Health and Human Services Secretary Robert F. Kennedy Jr. has been at the center of a few controversies, and the latest is focused on his choice in gym attire: blue jeans.
“Why are you wearing jeans to the gym?” asked an X user this week when Kennedy posted about the “Pete & Bobby Challenge” (100 pushups and 50 pullups in under 10 minutes) he’s spearheading with Defense Secretary Pete Hegseth. A video in Kennedy’s post does show the HHS leader doing pushups and pullups in jeans.
It’s also not the first time he’s been seen working out in denim. Another video of Kennedy working out in blue jeans was circulating online last August.
With an abundance of workout wear and athleisure available out there, jeans are not the most popular choice for exercise apparel, although they were initially developed as workwear for laborers, according to Levi Strauss & Co. Sami Reiss wrote a piece for GQ this April looking into people who decide to lift weights in Levi’s (and other brands of jeans).
“It’s confounding,” Reiss wrote. “Why would a strong lifter favor denim, which isn’t designed for workouts and can inhibit movement?
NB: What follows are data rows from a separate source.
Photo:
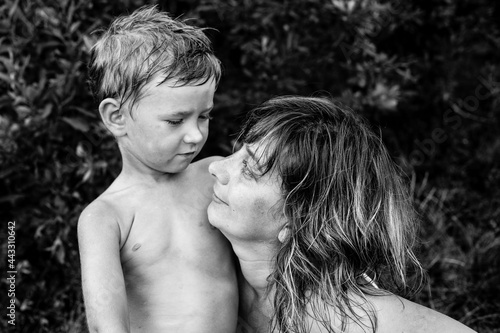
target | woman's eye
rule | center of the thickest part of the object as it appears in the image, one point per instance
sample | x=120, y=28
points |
x=174, y=122
x=246, y=171
x=206, y=116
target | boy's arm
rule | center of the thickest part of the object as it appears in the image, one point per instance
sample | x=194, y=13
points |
x=102, y=276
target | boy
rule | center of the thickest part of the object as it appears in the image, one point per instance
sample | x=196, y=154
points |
x=150, y=261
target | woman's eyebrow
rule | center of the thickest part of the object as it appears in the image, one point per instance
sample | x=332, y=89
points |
x=250, y=153
x=256, y=160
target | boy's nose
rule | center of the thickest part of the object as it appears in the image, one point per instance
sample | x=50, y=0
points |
x=218, y=170
x=193, y=135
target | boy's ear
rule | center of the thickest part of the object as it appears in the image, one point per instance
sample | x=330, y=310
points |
x=112, y=116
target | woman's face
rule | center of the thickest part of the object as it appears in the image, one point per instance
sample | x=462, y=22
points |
x=245, y=205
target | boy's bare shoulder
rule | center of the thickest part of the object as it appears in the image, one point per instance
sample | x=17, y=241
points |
x=100, y=214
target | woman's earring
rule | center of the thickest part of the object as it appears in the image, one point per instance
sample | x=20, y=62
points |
x=283, y=234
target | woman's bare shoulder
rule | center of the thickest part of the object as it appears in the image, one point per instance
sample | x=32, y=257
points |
x=396, y=314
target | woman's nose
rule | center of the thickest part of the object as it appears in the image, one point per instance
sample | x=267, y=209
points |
x=219, y=171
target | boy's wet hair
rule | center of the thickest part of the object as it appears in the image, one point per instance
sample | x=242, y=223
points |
x=144, y=44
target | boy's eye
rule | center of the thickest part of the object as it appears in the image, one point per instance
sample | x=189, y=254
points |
x=174, y=122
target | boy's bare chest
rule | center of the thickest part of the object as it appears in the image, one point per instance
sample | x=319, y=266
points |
x=171, y=232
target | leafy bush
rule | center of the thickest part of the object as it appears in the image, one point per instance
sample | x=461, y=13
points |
x=426, y=73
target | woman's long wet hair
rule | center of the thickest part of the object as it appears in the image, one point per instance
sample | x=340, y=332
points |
x=349, y=212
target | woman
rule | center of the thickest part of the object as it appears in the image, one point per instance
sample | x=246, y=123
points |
x=321, y=223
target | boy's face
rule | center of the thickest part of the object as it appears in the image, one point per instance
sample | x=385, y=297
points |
x=168, y=127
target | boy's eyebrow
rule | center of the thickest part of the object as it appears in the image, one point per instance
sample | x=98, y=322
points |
x=188, y=113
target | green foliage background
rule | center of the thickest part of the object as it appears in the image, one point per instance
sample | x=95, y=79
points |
x=425, y=72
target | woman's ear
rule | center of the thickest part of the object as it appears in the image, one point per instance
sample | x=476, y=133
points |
x=112, y=116
x=284, y=233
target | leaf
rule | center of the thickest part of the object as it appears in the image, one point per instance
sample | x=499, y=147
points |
x=79, y=124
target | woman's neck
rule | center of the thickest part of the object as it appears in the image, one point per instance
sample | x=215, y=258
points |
x=257, y=262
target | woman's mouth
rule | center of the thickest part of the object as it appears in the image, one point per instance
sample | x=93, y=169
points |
x=218, y=200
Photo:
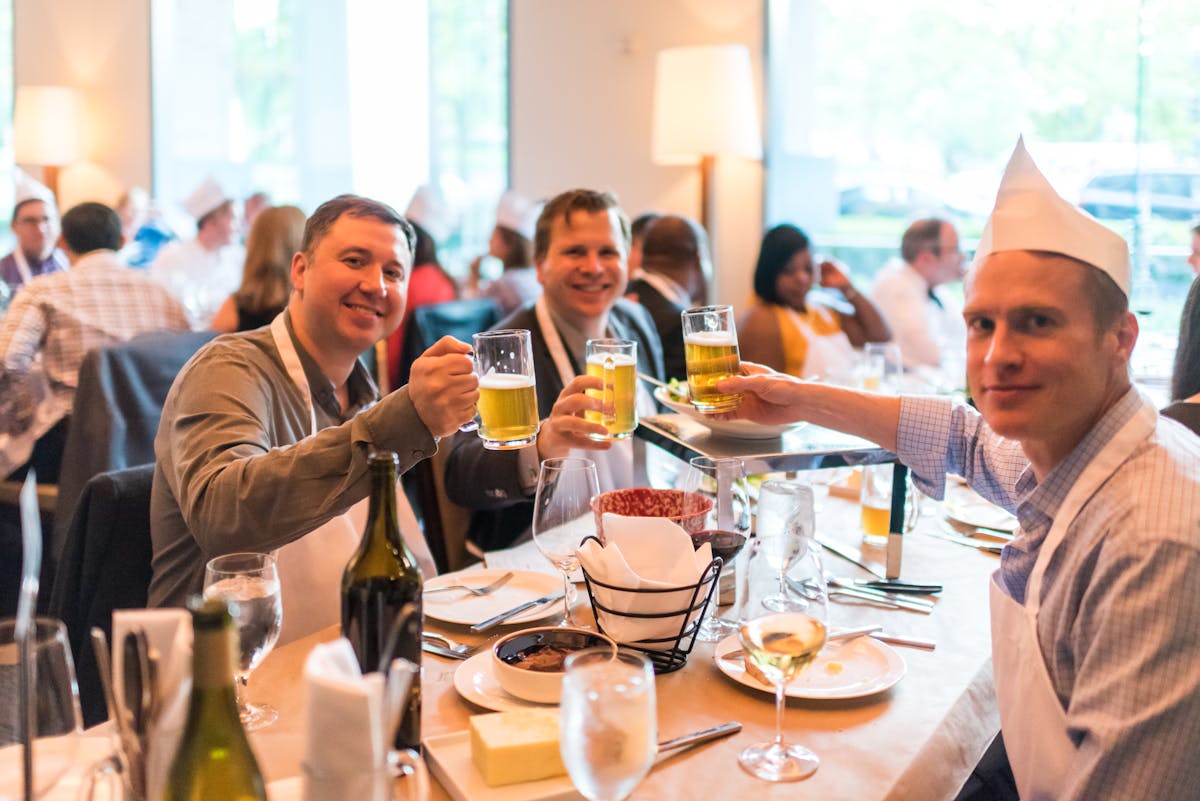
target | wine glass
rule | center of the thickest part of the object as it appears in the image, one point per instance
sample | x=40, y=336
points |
x=717, y=492
x=55, y=715
x=785, y=519
x=609, y=726
x=250, y=583
x=563, y=517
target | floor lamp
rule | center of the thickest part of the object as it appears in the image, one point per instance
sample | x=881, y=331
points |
x=703, y=108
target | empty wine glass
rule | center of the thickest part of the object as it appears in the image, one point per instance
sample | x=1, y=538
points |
x=785, y=519
x=609, y=722
x=718, y=491
x=563, y=517
x=250, y=583
x=55, y=715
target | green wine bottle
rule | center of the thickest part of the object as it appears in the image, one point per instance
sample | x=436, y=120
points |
x=381, y=578
x=214, y=762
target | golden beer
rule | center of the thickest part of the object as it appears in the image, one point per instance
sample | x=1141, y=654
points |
x=711, y=356
x=621, y=387
x=508, y=410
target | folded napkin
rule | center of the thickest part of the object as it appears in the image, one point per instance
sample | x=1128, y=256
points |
x=645, y=553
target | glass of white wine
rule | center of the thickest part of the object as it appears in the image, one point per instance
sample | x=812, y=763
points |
x=250, y=584
x=609, y=724
x=563, y=517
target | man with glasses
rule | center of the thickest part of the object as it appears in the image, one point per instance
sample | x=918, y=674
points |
x=925, y=319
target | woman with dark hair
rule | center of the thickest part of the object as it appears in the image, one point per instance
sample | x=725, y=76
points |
x=1186, y=378
x=793, y=333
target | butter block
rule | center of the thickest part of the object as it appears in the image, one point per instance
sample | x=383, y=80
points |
x=517, y=746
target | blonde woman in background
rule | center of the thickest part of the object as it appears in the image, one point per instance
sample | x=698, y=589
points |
x=267, y=276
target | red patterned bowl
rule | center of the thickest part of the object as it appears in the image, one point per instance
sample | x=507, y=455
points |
x=645, y=501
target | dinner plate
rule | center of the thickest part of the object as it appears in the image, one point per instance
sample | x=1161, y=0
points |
x=852, y=669
x=449, y=759
x=466, y=609
x=732, y=428
x=475, y=681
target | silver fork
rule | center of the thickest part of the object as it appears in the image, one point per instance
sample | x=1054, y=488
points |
x=474, y=590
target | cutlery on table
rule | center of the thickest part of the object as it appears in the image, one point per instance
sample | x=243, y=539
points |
x=491, y=622
x=474, y=590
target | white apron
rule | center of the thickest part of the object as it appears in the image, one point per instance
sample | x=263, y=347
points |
x=311, y=567
x=615, y=467
x=1032, y=718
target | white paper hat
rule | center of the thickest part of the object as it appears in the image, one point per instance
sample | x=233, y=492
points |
x=1031, y=216
x=207, y=197
x=517, y=214
x=431, y=211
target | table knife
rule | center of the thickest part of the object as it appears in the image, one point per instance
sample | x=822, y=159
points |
x=515, y=610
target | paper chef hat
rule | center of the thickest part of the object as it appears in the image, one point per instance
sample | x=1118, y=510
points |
x=431, y=211
x=1031, y=216
x=517, y=214
x=207, y=197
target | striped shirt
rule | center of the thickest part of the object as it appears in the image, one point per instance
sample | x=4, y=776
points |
x=1120, y=618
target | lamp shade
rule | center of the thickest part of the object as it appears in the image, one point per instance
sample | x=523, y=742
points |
x=47, y=126
x=705, y=104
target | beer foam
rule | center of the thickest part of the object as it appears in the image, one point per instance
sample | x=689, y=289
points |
x=504, y=381
x=712, y=338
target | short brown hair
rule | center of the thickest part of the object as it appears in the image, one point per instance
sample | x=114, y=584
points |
x=563, y=205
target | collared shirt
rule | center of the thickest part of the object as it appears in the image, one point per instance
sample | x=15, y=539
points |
x=1121, y=597
x=237, y=468
x=53, y=321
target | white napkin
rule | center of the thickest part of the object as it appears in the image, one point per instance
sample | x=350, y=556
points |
x=346, y=744
x=645, y=553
Why is this mythical figure – similar to the kid who wears shorts all through winter – omnipresent at every gym? And why, in an era when we have so many optimized activewear options, are guys even lifting in jeans in the first place?”
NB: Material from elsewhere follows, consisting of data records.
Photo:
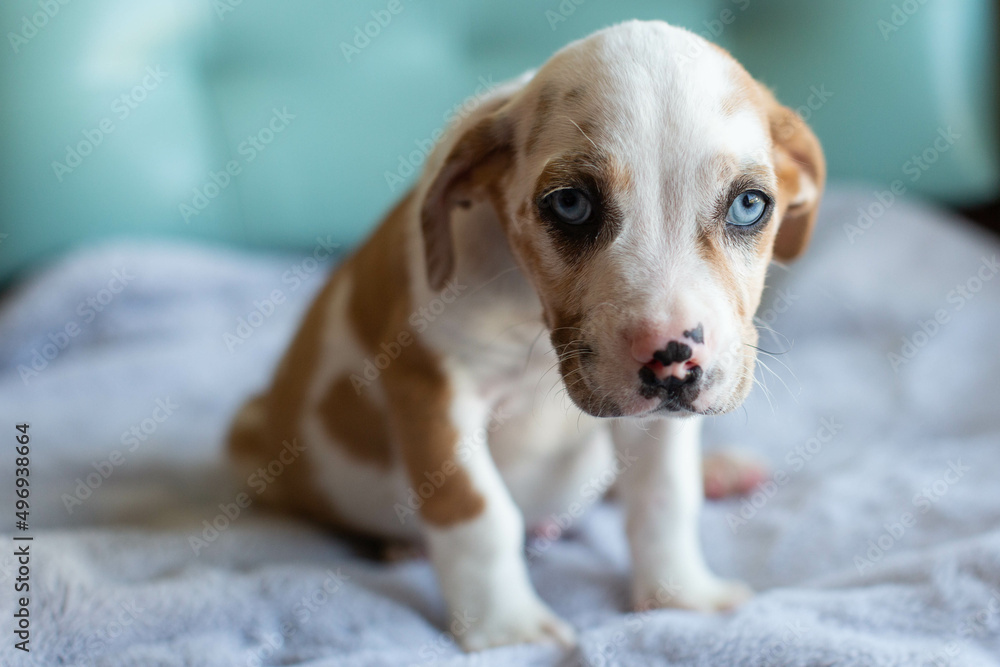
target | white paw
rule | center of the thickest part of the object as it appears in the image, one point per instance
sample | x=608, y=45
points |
x=534, y=622
x=705, y=593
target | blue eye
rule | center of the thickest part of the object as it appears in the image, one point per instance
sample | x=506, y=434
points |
x=748, y=209
x=570, y=205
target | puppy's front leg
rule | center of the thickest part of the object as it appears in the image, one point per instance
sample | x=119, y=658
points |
x=662, y=491
x=475, y=532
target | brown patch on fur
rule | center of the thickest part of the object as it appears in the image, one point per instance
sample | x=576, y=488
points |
x=543, y=110
x=267, y=422
x=797, y=156
x=419, y=397
x=605, y=181
x=356, y=423
x=418, y=392
x=575, y=94
x=476, y=163
x=710, y=247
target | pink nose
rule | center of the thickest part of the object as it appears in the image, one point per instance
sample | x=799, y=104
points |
x=670, y=351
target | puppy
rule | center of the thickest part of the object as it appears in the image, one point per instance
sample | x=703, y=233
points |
x=599, y=230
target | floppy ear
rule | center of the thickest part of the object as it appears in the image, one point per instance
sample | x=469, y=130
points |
x=801, y=171
x=470, y=172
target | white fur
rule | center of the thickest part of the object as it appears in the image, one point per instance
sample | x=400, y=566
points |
x=660, y=111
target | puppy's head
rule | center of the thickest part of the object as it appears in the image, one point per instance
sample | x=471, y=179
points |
x=644, y=181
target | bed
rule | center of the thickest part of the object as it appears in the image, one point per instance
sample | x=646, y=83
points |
x=874, y=542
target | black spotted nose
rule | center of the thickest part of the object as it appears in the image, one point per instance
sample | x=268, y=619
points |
x=674, y=373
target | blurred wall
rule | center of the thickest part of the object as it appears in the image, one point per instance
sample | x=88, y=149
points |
x=270, y=123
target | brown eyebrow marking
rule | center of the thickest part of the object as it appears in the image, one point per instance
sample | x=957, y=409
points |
x=605, y=181
x=543, y=110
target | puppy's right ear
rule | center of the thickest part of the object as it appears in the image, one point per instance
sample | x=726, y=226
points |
x=471, y=171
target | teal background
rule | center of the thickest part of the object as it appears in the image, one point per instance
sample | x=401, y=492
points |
x=230, y=64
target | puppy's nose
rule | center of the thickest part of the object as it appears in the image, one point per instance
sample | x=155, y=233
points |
x=674, y=365
x=669, y=346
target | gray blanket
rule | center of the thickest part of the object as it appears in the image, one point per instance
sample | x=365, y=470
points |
x=875, y=542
He noted that some gyms even kick out jeans-clad patrons, citing concerns about the rivets on equipment. However, Reiss said that Kennedy isn’t alone – Lenny Kravitz and wrestler Stone Cold Steve Austin are known to don jeans for a workout, as well as some fitness influencers.

So, why does Kennedy wear jeans at the gym? Fox News asked him this week, and the answer was pretty simple.
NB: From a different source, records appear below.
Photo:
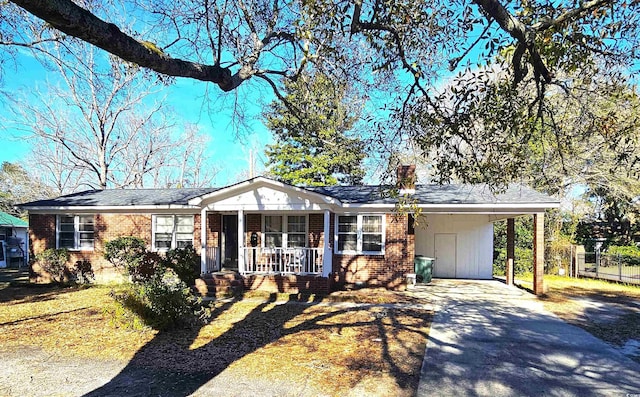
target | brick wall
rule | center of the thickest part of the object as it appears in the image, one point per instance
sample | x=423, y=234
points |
x=42, y=235
x=386, y=270
x=214, y=226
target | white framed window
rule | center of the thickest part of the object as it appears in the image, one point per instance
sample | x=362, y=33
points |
x=273, y=231
x=75, y=232
x=172, y=231
x=362, y=233
x=285, y=231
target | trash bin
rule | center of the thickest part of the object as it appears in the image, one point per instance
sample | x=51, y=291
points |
x=423, y=267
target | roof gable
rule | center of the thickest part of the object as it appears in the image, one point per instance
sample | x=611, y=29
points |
x=263, y=194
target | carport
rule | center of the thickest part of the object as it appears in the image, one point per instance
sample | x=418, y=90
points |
x=456, y=228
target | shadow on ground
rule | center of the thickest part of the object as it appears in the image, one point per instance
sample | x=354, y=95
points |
x=169, y=366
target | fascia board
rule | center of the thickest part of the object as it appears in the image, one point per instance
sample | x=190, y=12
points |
x=252, y=184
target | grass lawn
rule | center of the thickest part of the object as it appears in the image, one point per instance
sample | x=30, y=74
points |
x=375, y=347
x=607, y=310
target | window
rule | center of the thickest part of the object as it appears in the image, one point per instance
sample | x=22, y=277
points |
x=360, y=233
x=75, y=232
x=273, y=231
x=285, y=231
x=172, y=231
x=296, y=231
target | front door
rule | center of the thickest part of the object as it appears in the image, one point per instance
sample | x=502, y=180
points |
x=445, y=253
x=229, y=242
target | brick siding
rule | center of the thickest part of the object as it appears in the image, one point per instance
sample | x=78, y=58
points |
x=386, y=270
x=42, y=236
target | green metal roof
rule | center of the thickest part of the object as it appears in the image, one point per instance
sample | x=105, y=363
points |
x=10, y=220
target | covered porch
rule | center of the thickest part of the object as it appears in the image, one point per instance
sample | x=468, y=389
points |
x=256, y=228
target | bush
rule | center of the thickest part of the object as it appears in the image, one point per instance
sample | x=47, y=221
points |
x=84, y=272
x=629, y=255
x=54, y=262
x=185, y=262
x=130, y=253
x=161, y=302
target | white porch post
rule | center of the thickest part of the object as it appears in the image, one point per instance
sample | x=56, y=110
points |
x=241, y=262
x=203, y=241
x=327, y=258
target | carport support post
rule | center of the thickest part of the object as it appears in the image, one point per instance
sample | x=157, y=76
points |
x=511, y=231
x=538, y=253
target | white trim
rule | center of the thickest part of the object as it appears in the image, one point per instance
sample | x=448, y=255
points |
x=327, y=254
x=284, y=217
x=359, y=233
x=253, y=184
x=241, y=233
x=203, y=240
x=463, y=208
x=76, y=233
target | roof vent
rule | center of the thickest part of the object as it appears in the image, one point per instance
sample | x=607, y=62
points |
x=407, y=179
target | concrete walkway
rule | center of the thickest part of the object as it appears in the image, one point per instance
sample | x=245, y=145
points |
x=488, y=339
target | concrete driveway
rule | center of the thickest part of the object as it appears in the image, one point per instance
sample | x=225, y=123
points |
x=489, y=339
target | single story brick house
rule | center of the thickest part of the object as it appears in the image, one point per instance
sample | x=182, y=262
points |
x=13, y=241
x=292, y=238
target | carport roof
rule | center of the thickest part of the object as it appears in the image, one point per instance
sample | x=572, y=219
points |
x=438, y=194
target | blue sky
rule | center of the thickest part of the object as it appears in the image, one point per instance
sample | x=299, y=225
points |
x=228, y=149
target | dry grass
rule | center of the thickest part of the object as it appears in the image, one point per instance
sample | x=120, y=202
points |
x=332, y=347
x=607, y=310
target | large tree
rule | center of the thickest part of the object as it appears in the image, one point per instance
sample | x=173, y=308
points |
x=316, y=149
x=18, y=186
x=105, y=127
x=534, y=44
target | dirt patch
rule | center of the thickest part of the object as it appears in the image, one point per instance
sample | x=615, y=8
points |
x=252, y=347
x=609, y=311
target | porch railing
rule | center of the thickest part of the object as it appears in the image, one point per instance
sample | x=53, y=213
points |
x=283, y=260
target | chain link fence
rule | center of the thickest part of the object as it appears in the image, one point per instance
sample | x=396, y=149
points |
x=621, y=268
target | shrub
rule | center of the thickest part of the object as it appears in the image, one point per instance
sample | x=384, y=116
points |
x=161, y=302
x=84, y=272
x=627, y=254
x=130, y=253
x=185, y=262
x=54, y=262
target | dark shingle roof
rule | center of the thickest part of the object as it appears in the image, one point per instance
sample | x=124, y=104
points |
x=10, y=220
x=122, y=197
x=370, y=194
x=436, y=194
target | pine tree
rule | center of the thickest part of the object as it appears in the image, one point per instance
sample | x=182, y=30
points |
x=313, y=146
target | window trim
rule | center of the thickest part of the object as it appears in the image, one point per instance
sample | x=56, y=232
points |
x=76, y=233
x=285, y=232
x=359, y=234
x=174, y=232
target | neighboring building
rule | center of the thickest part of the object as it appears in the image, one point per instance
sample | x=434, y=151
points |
x=13, y=241
x=293, y=238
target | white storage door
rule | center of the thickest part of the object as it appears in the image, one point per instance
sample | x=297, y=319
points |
x=445, y=253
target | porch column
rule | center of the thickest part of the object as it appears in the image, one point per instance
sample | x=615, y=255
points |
x=203, y=241
x=510, y=250
x=327, y=258
x=538, y=253
x=241, y=241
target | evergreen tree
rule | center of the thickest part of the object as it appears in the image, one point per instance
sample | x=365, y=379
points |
x=312, y=145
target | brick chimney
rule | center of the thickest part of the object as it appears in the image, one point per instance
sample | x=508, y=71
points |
x=406, y=181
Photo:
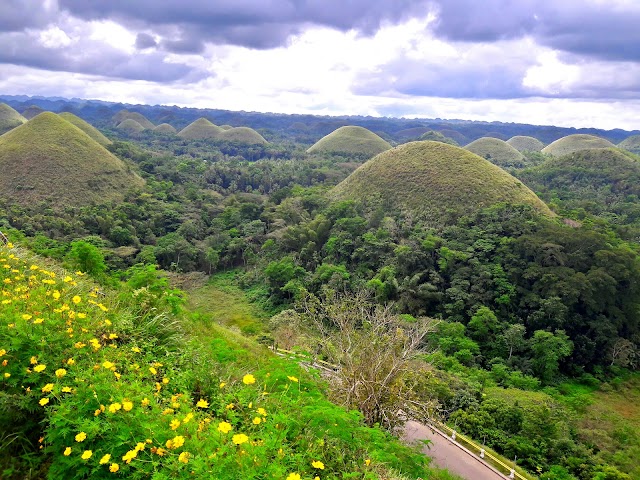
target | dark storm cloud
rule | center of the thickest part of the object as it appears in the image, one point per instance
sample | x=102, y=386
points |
x=16, y=15
x=94, y=59
x=607, y=31
x=257, y=24
x=144, y=40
“I just started doing that a long time ago, because I would go hiking in the morning and then I would go straight to the gym,” Kennedy said. “And, I found it was convenient and now I’m used to it, so I just do it.”
Kennedy is encouraging more Americans to hike – he says that he does every day – and to generally get more active as part of his “Make America Healthy Again” agenda. According to the HHS secretary, everyone should try to get in a 15-minute walk outside every day.
While Kennedy managed to finish the “Bobby & Pete Challenge” in under six minutes while wearing dungarees, not everyone has to get their exercise in donning their favorite jeans. Kennedy has recommended that Americans wear devices such as FitBits and AppleWatches to help improve their activity levels, however.